The jury is still out
- Data visualization, Shiny, Plotly: Final projects, and all homework is due May 10. We have covered Plotly and Shiny in class, but students haven't done much with these packages. We'll see how they do on this last assignment.
- More graded homework assignments: The handful of homework sets assigned in class covered reproducible research/dynamic documents, working with data in R, and loops and conditionals. Once I made a decision to put and grade all student homework on the web server, we spent a lot of time sorting out how. We continued to do active learning during class, which introduced students to a variety of topics, some of which were incorporated into student projects. We continued this pattern after settling on how to use the web server. This arrangement worked really well for students who kept busy, consumed with their passion-inspiring projects.
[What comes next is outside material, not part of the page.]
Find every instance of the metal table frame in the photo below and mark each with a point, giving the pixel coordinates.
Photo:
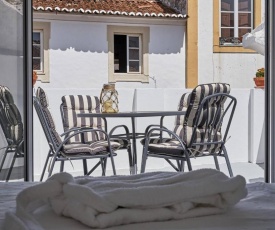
(134, 115)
I am convinced that for these students, doing less passion-inspiring homework sets would have been a detrimental distraction. How effective is this strategy overall? I concede that some students may have benefited from more graded assignments. If I teach this material again, I will really think through how to best serve the needs of all students. Maybe certain homework will be required; others you select several of the most interesting assignments from a list, based on what is relevant to your project and interests. If I implement this idea, I will require that everyone do all active learning assignments in class, to become familiar with topics, in case they need them later.